Quiero apagar de mi memoria el título, el contenido, la historia de Olga, el delirio que me hace doler en cada una de las páginas que construyen ese libro.
Qué trascendente es ahora el futbol, el juego de México v.s. Angola, que memorable la hora exacta del medio tiempo de ese encuentro.
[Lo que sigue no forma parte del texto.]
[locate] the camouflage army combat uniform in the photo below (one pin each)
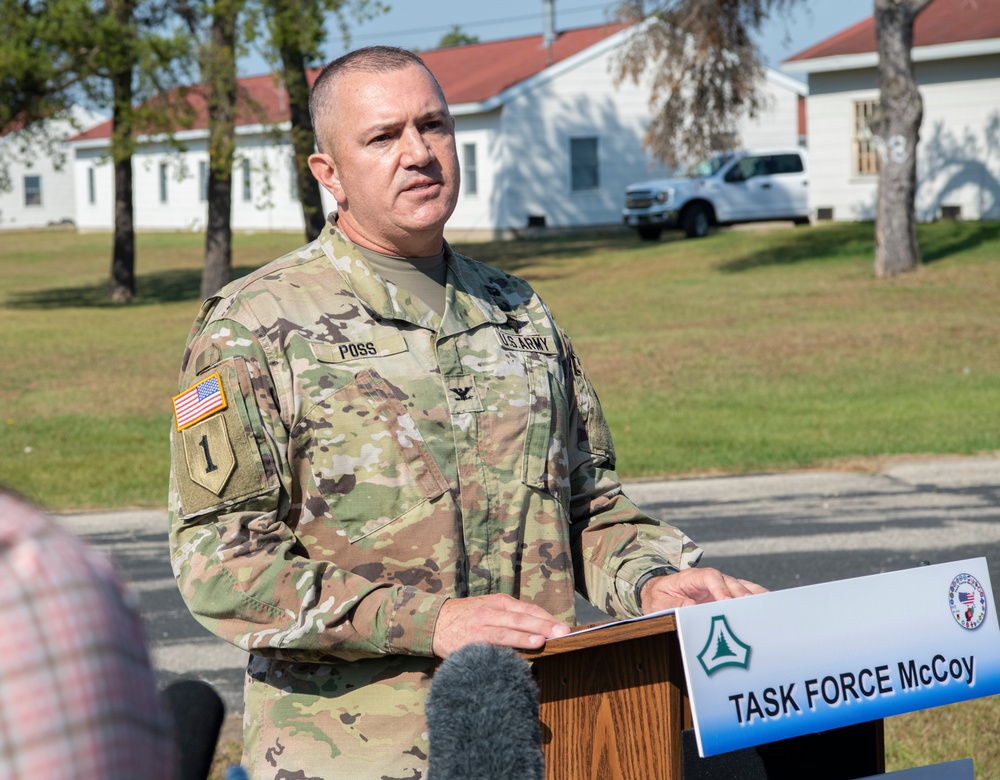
(363, 461)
Topar la vista con el lomo de ese libro y sumergirme en la crueldad ha servido no sólo para despertar los fantasmas: es una necesidad soplar para que el fuego de la agresión desaparezca por siempre de mi memoria, de mi reacción.
Que no me incite la discusión, que la mirada baje ante la agresión del chofer del multirruta, y ante el error de la dama que da vuelta a la derecha viniendo por el carril de la izquierda no provoque el más mínimo instinto del animalito que soy. Aunque la temperatura rebase los cincuenta grados.
A cada línea que leo, la necesidad de abrazar a las mujeres, en solidaridad, se vuelve más urgente.
En el alucín de poder influir para decir qué libros leer y cuáles no, he concluido con que si tuviera esa fuerza, les pediría a todos que no abrieran el libro de Ronquillo, para que no sufran como lo hago en este instante. Tal vez por eso escribo ahora, tal vez por la búsqueda de salvación, de soltar las amarras de esas niñas muertas que se hace nudo en mi garganta.
Ayer contaba la historia de Abigail, muerta a manos de un albañil. Hoy quisiera inventar la felicidad en el rostro de alguna niña que juega a las muñecas y desde el cielo un rayo apague la vida de quien se atreva a perturbarla. Por eso no puedo creer en la existencia de Dios. Precisamente por eso: la veracidad implícita en el libro de Víctor Ronquillo, el cual maldigo y bendigo.
Una: me hace concluir de nuevo que el mundo es una porquería. Dos: me hace solidarizarme con ellas, las que han caído otra vez en el desierto: una estación del infierno.